It is becoming real life. And then not, again…
“We have to pay them for the food. You have to get the money.” I begin to walk up the dirt road, past the children playing, barefoot and giggling. I step over the puddle. The road is bumpy to the left. I step right. I step over trash, soggy clumps of paper and plastic bags patching, It is hot out, just past 2:00 pm. My third trips to Mbale awards me with a familiarity of roads, routes and enclaves. I’ve walked between town and school many times this week. I know the way. I get to pavement, turn left, and shuffle along the sidewalk. Sweat now dripping from my forehead, I walk past a store—cotton t-shirts and slinky dressing hanging between in and out—another—simple foods, biscuits, juice. The opposite side has tables, women selling candies, men cutting jack fruit. A cart with fried bread and Samosas. Blankets strewn on the ground scattered with purple onions and bright red tomatoes. It will take me ten minutes to walk back to the hotel, will I make the board meeting?
Something in the air breaks. Can’t tell what prompted it. Some sort of sense, perhaps, we have not yet named or defined? And I hear inner voice aha to herself— “I’m in Africa.” Suddenly , everything becomes just a little more vivid, focused, sharper. I picture a map, the continent V-shaped and massive. The country, small and eastward. The spelling U G A N D A. I picture the distance from above: zoomed over Denver, New York, London, Morocco, Kenya. Zoomed closer past Kampala, Jinja, Mbale. Closer still with pink clock tower, woman balancing a load on her head, van driveing shakily on pot-holed road. Closer still, zooms right to me. I feel hidden in this world. Far far away. And exposed, open in this space. I feel out of context and loving the absurdity of it all. The distance, both cultural and physical, settles into me. The newness becomes striking. This experience defines itself by place and people. It is step by step, faces passing, East African pop songs— sounds like rap, sounds like drumming, sounds fast tempo-ed and high pitched.

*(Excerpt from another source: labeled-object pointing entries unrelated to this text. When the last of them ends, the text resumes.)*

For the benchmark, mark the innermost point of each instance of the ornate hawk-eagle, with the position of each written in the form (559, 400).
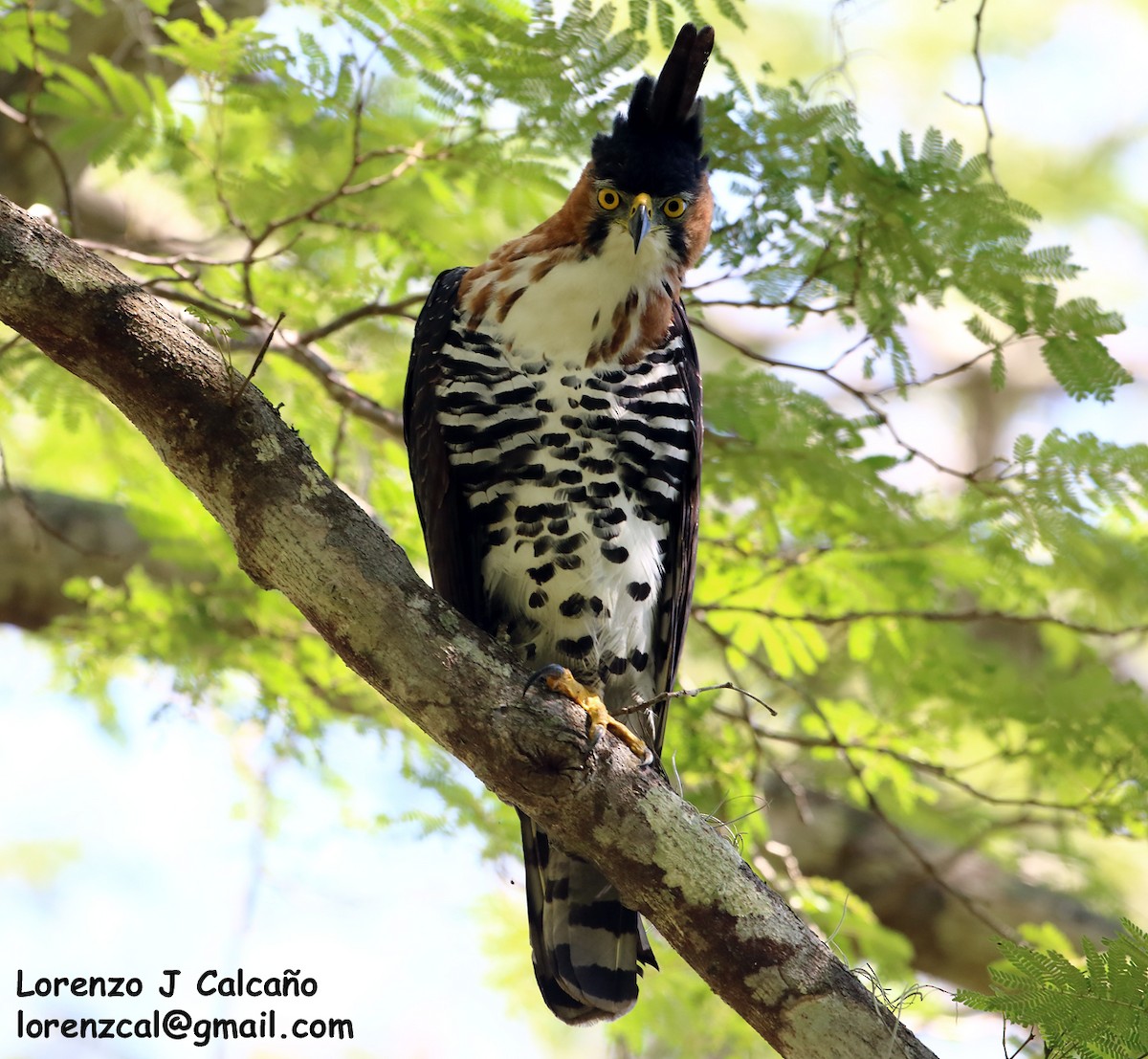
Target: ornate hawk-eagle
(554, 422)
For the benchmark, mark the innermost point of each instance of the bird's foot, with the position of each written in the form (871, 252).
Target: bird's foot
(560, 679)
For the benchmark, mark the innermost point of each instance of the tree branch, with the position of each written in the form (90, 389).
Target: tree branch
(297, 532)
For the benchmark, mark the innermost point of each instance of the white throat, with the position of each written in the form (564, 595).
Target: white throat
(563, 315)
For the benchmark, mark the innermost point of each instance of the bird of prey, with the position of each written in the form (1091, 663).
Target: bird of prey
(554, 424)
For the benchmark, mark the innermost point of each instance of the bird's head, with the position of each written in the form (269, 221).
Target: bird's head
(648, 173)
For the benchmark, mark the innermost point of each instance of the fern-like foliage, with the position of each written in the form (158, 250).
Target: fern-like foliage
(1099, 1011)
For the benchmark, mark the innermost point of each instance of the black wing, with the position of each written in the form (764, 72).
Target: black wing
(453, 549)
(681, 557)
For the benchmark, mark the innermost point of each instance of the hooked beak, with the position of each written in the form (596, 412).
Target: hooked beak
(640, 218)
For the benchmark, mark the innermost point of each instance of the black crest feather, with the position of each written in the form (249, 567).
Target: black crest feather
(657, 146)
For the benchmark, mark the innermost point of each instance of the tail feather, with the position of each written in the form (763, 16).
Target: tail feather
(586, 945)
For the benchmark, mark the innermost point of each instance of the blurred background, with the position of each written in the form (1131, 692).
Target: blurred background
(154, 818)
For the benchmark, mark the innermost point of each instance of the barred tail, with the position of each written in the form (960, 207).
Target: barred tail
(588, 946)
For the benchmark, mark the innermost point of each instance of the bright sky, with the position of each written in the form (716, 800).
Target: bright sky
(161, 858)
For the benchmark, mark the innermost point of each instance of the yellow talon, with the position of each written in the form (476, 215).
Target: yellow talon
(561, 679)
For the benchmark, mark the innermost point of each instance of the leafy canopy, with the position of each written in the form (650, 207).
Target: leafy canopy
(947, 658)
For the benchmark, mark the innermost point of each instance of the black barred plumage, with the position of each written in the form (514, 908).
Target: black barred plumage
(554, 421)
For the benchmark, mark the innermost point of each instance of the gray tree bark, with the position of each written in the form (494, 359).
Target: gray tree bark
(297, 532)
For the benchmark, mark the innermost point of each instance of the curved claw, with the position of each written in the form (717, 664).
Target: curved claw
(560, 679)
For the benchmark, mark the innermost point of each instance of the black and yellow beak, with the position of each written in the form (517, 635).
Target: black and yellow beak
(641, 210)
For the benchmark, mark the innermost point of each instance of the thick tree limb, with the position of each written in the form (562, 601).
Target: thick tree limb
(297, 532)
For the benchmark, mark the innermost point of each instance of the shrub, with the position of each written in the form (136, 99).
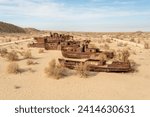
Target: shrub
(13, 68)
(106, 47)
(120, 44)
(50, 69)
(54, 70)
(82, 70)
(3, 52)
(27, 54)
(30, 62)
(146, 45)
(41, 50)
(12, 56)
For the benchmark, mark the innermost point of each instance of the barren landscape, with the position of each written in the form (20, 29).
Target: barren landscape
(33, 84)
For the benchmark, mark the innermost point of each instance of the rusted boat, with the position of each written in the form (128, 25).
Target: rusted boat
(83, 52)
(52, 42)
(97, 65)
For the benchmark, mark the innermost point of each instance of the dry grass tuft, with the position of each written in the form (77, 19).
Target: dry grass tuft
(30, 62)
(146, 45)
(27, 54)
(13, 68)
(82, 70)
(12, 56)
(41, 50)
(3, 52)
(54, 70)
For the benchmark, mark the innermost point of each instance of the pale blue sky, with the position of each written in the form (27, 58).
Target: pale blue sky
(78, 15)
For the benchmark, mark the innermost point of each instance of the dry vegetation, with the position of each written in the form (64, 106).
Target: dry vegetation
(12, 56)
(41, 50)
(13, 68)
(27, 54)
(54, 70)
(82, 70)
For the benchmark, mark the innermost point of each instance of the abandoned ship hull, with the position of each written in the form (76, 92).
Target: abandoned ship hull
(107, 69)
(85, 55)
(96, 68)
(81, 55)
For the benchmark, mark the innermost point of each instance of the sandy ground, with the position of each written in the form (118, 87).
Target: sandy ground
(99, 86)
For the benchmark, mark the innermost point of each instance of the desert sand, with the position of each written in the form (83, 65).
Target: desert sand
(33, 84)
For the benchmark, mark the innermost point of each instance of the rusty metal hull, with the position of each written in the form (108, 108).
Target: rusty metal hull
(80, 55)
(85, 55)
(119, 67)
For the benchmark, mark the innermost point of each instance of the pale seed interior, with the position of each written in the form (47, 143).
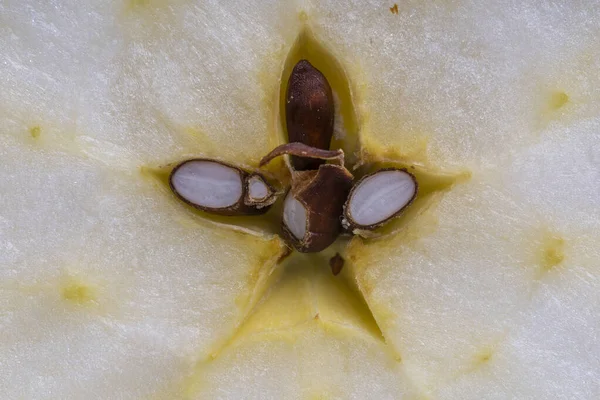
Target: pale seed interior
(380, 196)
(208, 184)
(294, 216)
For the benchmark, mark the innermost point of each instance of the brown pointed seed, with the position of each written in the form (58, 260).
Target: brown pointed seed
(379, 197)
(221, 188)
(309, 111)
(313, 206)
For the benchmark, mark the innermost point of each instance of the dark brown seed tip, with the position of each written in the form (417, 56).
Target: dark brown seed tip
(309, 111)
(313, 206)
(336, 263)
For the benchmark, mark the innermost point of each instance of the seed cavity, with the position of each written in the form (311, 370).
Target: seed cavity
(336, 263)
(309, 112)
(304, 151)
(257, 188)
(207, 184)
(379, 197)
(294, 216)
(221, 188)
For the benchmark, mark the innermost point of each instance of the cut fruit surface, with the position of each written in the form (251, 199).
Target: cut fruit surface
(112, 288)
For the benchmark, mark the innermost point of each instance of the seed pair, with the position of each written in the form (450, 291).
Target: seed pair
(322, 200)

I feel independent, because I chose to come here. I feel proud. I know this place, as if it belongs to me, familiar and kind. I know where the sidewalk ends.
I am privileged, engulfed in a community that gives me purpose and inspiration. I am circumstanced, awarded passport and dollars. Soul-fed, for the break in the air cracks open the mundane, washes over my eyes to make everything brightshiny. The moment echoes back in honking horns and foreign tongues. I have crawled into another world, another paradigm, another way to experience this breath. Time passes in rhythmic off beat rotation of spheres.
I lighten. Suddenly the money, the board meeting, the heat, all of it falls away, leaving me with pure movement, that mystical flittering now. Boda drivers holler out, and this time I answer them laughing as I mock myself. They reciprocate the mood. And for this instant I have gotten past the difference, past the questions and finally fall into awe.